いろいろな造形の知恵を紹介するページです。
かごには表面上は見えてこないことが多くあります。たとえ作っている所を見なくても、だいたいプロセスを逆にたどることができます。 作った人がどういう問題に直面したか、またその解決方法や立体になった時に起こったことなど、作る過程の背景を考えてみるのも 面白いことでは、と思います。一つの事例からさまざまな造形方法が誕生し、別の真実に近づくことができたり、あるいは他の方法を知ることになったり、 と次々に興味がつながります。この体験こそが、技術の新たな解釈へと展開する機会にもなると思います。

■自由な組み目の方向

プレイティング/plaiting2

 

  


写真はマダガスカルのかごで、正面が側面、下が底です。

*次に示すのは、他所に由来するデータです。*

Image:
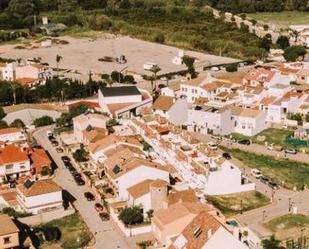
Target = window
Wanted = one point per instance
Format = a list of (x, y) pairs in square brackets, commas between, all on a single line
[(7, 240)]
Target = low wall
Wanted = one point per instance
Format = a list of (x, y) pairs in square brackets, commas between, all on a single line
[(46, 217)]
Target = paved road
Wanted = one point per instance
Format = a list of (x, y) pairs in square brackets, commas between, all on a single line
[(106, 234)]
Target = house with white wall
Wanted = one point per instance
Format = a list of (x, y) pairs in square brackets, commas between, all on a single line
[(39, 196), (87, 121), (250, 122), (14, 162), (12, 135), (124, 101), (136, 170)]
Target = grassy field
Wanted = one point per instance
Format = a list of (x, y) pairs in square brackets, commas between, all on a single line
[(74, 233), (282, 19), (288, 226), (272, 135), (231, 205), (279, 170)]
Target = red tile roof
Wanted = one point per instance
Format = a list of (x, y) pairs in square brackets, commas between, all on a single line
[(12, 154)]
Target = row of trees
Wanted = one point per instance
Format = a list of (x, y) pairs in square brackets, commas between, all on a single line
[(251, 6)]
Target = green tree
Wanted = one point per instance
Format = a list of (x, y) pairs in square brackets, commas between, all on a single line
[(2, 113), (3, 124), (18, 123), (42, 121), (189, 62), (271, 243), (283, 42), (293, 53), (131, 215)]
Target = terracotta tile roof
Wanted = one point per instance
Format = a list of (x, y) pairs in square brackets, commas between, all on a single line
[(268, 100), (197, 232), (39, 188), (11, 154), (40, 159), (212, 86), (163, 103), (26, 81), (250, 113), (177, 211), (9, 130), (182, 196), (7, 225), (85, 103)]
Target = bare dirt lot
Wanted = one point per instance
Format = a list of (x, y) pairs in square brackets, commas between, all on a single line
[(82, 54)]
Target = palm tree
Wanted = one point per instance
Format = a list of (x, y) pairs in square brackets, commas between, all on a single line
[(155, 69), (58, 59), (14, 86)]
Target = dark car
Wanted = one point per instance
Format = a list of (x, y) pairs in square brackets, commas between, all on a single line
[(98, 207), (80, 182), (226, 155), (89, 196), (273, 185), (264, 179), (244, 142), (104, 216)]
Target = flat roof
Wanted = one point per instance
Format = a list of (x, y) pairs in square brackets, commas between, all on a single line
[(120, 91)]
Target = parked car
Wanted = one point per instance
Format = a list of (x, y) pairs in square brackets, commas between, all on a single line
[(55, 143), (264, 179), (59, 150), (291, 151), (80, 182), (244, 142), (65, 159), (104, 216), (89, 196), (256, 173), (212, 146), (273, 185), (98, 207), (226, 155)]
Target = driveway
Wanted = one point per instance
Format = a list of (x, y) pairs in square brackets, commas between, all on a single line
[(106, 234)]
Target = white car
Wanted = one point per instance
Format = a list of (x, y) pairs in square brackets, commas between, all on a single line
[(256, 173), (212, 146)]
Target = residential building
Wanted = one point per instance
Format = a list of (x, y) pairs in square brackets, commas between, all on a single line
[(206, 232), (122, 102), (14, 162), (87, 122), (39, 196), (170, 222), (9, 233), (12, 135)]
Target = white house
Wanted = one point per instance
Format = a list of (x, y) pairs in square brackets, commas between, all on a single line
[(11, 135), (211, 120), (87, 122), (206, 232), (40, 196), (133, 172), (14, 162), (250, 122), (124, 101), (223, 178)]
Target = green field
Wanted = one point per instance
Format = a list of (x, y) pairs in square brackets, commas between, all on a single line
[(74, 233), (231, 205), (289, 225), (282, 19), (293, 174)]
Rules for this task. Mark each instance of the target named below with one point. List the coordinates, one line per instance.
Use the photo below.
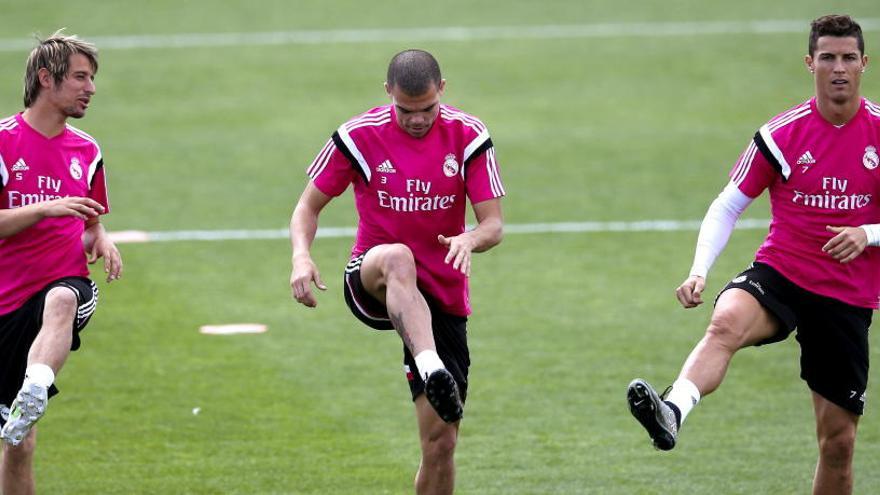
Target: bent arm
(13, 221)
(304, 221)
(490, 225)
(717, 226)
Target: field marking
(138, 236)
(453, 33)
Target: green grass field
(604, 128)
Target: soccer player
(813, 273)
(410, 164)
(52, 195)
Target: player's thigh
(740, 317)
(379, 263)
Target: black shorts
(19, 328)
(450, 331)
(833, 335)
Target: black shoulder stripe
(479, 151)
(768, 155)
(99, 166)
(340, 145)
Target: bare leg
(16, 468)
(52, 345)
(436, 475)
(836, 434)
(388, 273)
(738, 321)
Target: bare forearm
(487, 234)
(303, 227)
(14, 221)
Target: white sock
(684, 395)
(40, 374)
(428, 362)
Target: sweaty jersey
(818, 174)
(34, 169)
(408, 190)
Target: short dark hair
(841, 26)
(413, 71)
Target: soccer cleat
(442, 394)
(653, 413)
(27, 408)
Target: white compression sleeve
(717, 227)
(873, 233)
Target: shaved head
(413, 72)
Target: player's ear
(45, 77)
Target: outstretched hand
(847, 244)
(105, 248)
(460, 249)
(689, 293)
(305, 272)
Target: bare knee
(724, 332)
(398, 261)
(836, 449)
(440, 445)
(60, 303)
(20, 457)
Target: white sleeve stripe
(745, 164)
(368, 118)
(370, 124)
(773, 126)
(494, 178)
(789, 113)
(476, 143)
(93, 167)
(320, 160)
(356, 153)
(4, 174)
(468, 120)
(777, 153)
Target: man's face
(838, 66)
(73, 94)
(416, 114)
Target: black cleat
(653, 413)
(442, 393)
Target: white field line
(130, 236)
(453, 33)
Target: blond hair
(53, 54)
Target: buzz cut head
(840, 26)
(413, 72)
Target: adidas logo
(806, 159)
(20, 166)
(386, 168)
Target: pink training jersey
(36, 169)
(408, 190)
(818, 174)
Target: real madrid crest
(75, 169)
(450, 165)
(870, 159)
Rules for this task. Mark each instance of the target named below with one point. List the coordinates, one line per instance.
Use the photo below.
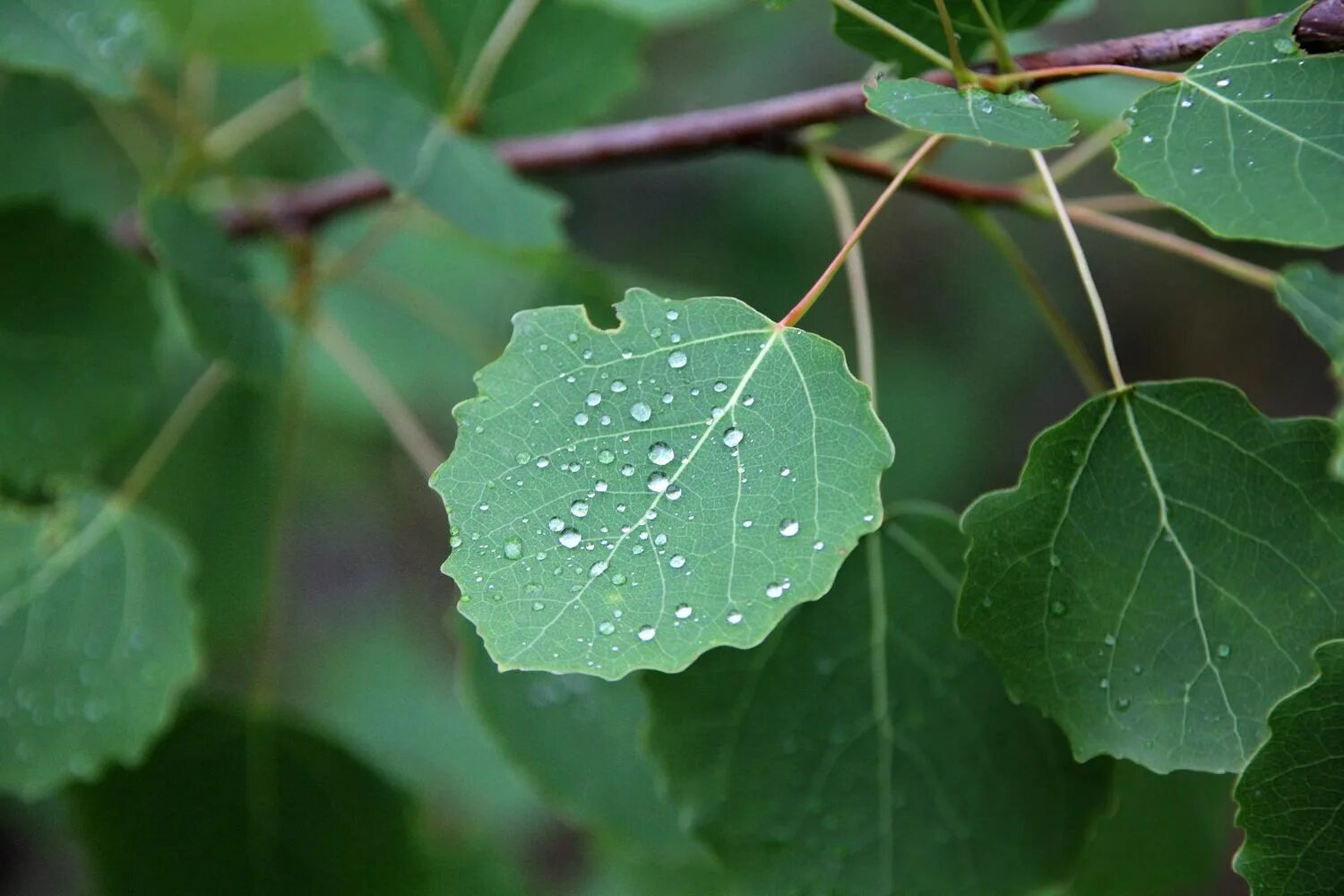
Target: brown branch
(760, 125)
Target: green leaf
(457, 177)
(779, 758)
(214, 288)
(629, 498)
(56, 148)
(77, 330)
(919, 18)
(1016, 120)
(245, 32)
(96, 43)
(570, 64)
(1289, 797)
(1166, 834)
(1161, 573)
(577, 739)
(1247, 142)
(96, 638)
(228, 804)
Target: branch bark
(763, 125)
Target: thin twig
(488, 62)
(195, 401)
(1083, 269)
(1064, 336)
(401, 421)
(828, 274)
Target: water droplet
(660, 452)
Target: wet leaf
(1161, 573)
(629, 498)
(1249, 142)
(1016, 120)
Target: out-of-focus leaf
(1161, 573)
(77, 330)
(577, 739)
(1166, 834)
(228, 804)
(214, 288)
(919, 18)
(96, 43)
(96, 638)
(1249, 142)
(1289, 797)
(806, 780)
(381, 689)
(457, 177)
(54, 148)
(629, 498)
(1016, 120)
(257, 32)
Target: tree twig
(753, 125)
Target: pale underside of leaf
(1250, 142)
(97, 638)
(629, 498)
(1161, 573)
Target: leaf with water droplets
(1016, 120)
(97, 638)
(623, 520)
(99, 45)
(781, 762)
(1249, 142)
(457, 177)
(1161, 573)
(1289, 798)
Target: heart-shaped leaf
(629, 498)
(1289, 798)
(97, 638)
(1249, 142)
(1161, 573)
(1016, 120)
(803, 780)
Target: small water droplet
(660, 452)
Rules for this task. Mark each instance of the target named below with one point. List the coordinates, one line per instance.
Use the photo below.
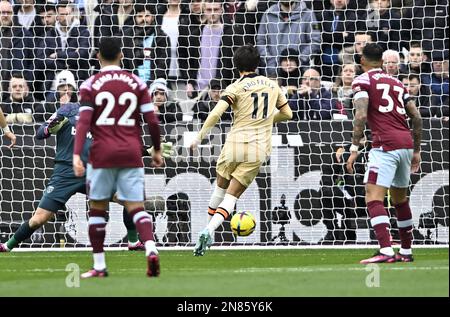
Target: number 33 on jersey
(386, 115)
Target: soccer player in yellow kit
(257, 103)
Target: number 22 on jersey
(124, 120)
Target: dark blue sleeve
(42, 131)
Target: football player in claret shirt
(384, 103)
(111, 105)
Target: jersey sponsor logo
(74, 131)
(124, 77)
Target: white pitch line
(240, 247)
(387, 267)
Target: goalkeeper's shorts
(62, 185)
(103, 183)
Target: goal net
(184, 49)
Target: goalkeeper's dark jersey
(65, 137)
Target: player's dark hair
(373, 52)
(246, 58)
(110, 48)
(415, 44)
(63, 4)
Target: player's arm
(285, 112)
(4, 125)
(361, 105)
(416, 121)
(51, 126)
(83, 125)
(212, 119)
(359, 122)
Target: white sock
(215, 223)
(228, 204)
(216, 198)
(387, 251)
(99, 261)
(405, 251)
(150, 247)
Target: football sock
(380, 224)
(216, 199)
(222, 213)
(405, 225)
(99, 261)
(97, 232)
(23, 233)
(131, 228)
(144, 226)
(150, 247)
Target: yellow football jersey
(254, 100)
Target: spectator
(312, 101)
(26, 16)
(338, 27)
(384, 23)
(352, 54)
(438, 81)
(113, 19)
(214, 57)
(420, 92)
(191, 22)
(343, 91)
(146, 47)
(427, 20)
(289, 71)
(170, 26)
(168, 111)
(48, 18)
(417, 61)
(16, 55)
(203, 107)
(287, 24)
(20, 105)
(391, 62)
(244, 13)
(67, 46)
(65, 92)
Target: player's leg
(234, 191)
(404, 222)
(40, 217)
(218, 195)
(399, 192)
(97, 233)
(100, 187)
(133, 241)
(378, 178)
(130, 189)
(59, 189)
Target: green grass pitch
(229, 273)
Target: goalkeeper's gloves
(166, 150)
(57, 124)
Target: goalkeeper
(63, 183)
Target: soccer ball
(243, 223)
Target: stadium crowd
(183, 50)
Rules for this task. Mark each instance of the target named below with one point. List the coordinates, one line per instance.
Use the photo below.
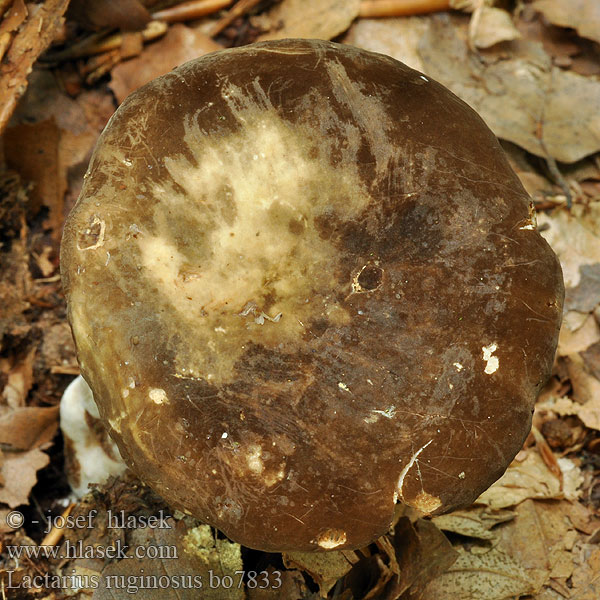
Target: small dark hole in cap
(370, 277)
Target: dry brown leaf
(397, 38)
(33, 38)
(98, 14)
(422, 553)
(586, 577)
(324, 567)
(591, 358)
(589, 413)
(585, 296)
(14, 17)
(19, 473)
(33, 151)
(527, 100)
(28, 427)
(476, 522)
(586, 388)
(491, 575)
(540, 540)
(180, 44)
(582, 15)
(491, 26)
(529, 478)
(19, 379)
(577, 338)
(321, 19)
(574, 243)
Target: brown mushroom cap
(305, 284)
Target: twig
(400, 8)
(242, 7)
(190, 10)
(558, 177)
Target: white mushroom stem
(90, 457)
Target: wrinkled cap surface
(305, 285)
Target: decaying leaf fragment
(523, 100)
(582, 15)
(322, 19)
(489, 574)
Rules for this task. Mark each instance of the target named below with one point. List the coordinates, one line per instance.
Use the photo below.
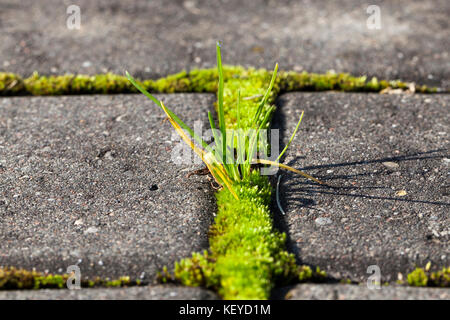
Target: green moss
(247, 256)
(12, 279)
(422, 278)
(418, 278)
(306, 274)
(440, 278)
(200, 80)
(10, 84)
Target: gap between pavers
(90, 180)
(165, 292)
(360, 292)
(388, 156)
(155, 38)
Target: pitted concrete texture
(387, 160)
(155, 38)
(90, 180)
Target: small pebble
(390, 165)
(91, 230)
(322, 221)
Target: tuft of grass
(247, 255)
(225, 167)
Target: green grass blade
(173, 115)
(266, 95)
(220, 103)
(292, 137)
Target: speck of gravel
(323, 221)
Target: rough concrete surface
(361, 292)
(89, 180)
(133, 293)
(154, 38)
(387, 160)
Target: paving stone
(361, 292)
(155, 38)
(395, 218)
(91, 179)
(134, 293)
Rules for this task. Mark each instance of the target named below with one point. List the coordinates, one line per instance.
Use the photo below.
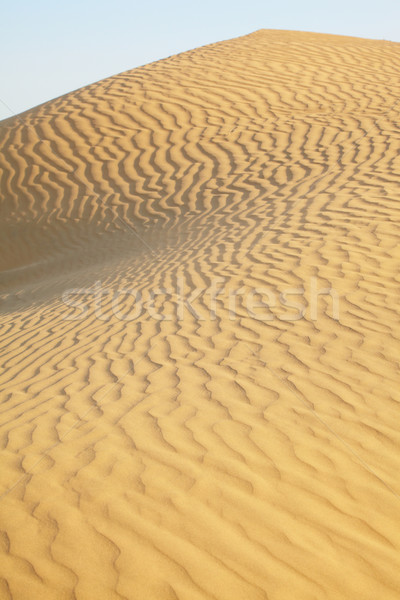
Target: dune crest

3本ずつ上下する組み方が基本になっています。日本でもよく作られる網代・あじろの組織です。よく見ると、組織の目の方向が中央で変わっているのがわかります。
このような組み目の方向を変えても、組織の伸びが相殺されるのは確かですが、かごの機能としてみると同じ方向の組み方でも可能です。
平面から立体にするために角を作るのですが、網代の場合は側面の目を揃えるため特別な操作が必要になります。角だけでもややこしいのに、途中で組み目の方向を変えるというのはチャレンジともいえる操作です。
ですが、組み目が変わっている中央を見ると、材を越える本数を少なくしている箇所があるのがわかります。このテクニックさえ知っていれば方向を変えることができるのです。